Ballarat’s median house price reached $400,000 in the June quarter of this year, up from $320,000 in 2016.
“And more people continue to make their homes in our city, with Australian Bureau of Statistics figures showing the city’s population reaching 107, 325 in 2018.
“That’s an increase of 13,824 since 2011 and an annual average growth of 1.8 per cent, making us the fastest growing city in regional Victoria.”
Against this exciting backdrop, several key projects identified in the Council Plan have already been delivered across the city.
Mars Stadium, Ballarat Sports Events Centre, Lucas Community Hub, Sebastopol Library and Civic Hall have all opened their doors, and Her Majesty’s Theatre is soon to reopen following extensive stage one upgrade works.
Mayor McIntosh said the city had been proactive in lobbying for federal and state government support for these and other key strategic projects for Ballarat.
“This year we’ve seen substantial commitments in the state budget for a host of projects including stage two works at Her Majesty’s, BSEC and Mars Stadium and lighting for Lake Wendouree “
“All of these projects represent a major boost for local jobs both in both their construction and operational phases.”
“In this term, Council has worked through and completed many longstanding and complex issues, including the restoration and reopening of the Civic Hall. We’ve worked collaboratively with the State Government to secure 1000 public sector jobs at the GovHub site in the Ballarat CBD.
“And we’ve supported the Ballarat Agricultural and Pastoral Society on the relocation of the showgrounds to the Federation University Mount Rowan Campus.”
“We delivered our first Active Women and Girls Strategy to address barriers to female participation in sport in our community and approved a Smarter Parking Plan to deliver a flexible and fair parking solution for our CBD.”
Mayor McIntosh said there were still several significant projects to come in the remainder of this Council term.
“Council has always been mindful that harnessing the opportunities of growth should not come at the expense of the qualities that make Ballarat unique, like our built-form heritage and great community facilities. The projects set out in the Council Plan, including those already delivered and those scheduled to start soon, are aimed at making sure we strike this balance.”

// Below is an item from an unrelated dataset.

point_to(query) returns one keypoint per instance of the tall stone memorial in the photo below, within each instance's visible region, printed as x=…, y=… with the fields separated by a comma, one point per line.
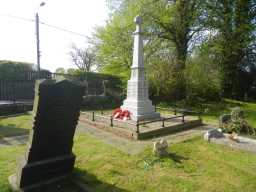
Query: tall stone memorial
x=49, y=154
x=137, y=101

“We've committed $15 million over three years to revitalise the Bakery Hill entrance to our CBD, including reopening Bridge Street to traffic.”
“Ballarat Central Library will get a $1.9 million upgrade, while the next stages of works at Civic Hall and Her Majesty's Theatre will build on the enhancements to both Ballarat icons.”
“We'll progress our Urban Forest Action Plan by planting thousands of trees across our city, getting us closer to a 40 per cent tree canopy by 2040.”
Mayor McIntosh said the Council and the community could be proud of how far Ballarat had come in the past three years.
“Our strong economy, our unique heritage and enviable lifestyle mean Ballarat has ample reason to be confident in its future.
"These factors have us positioned to continue to thrive, not only in the remainder of this Council term but in the decade ahead.”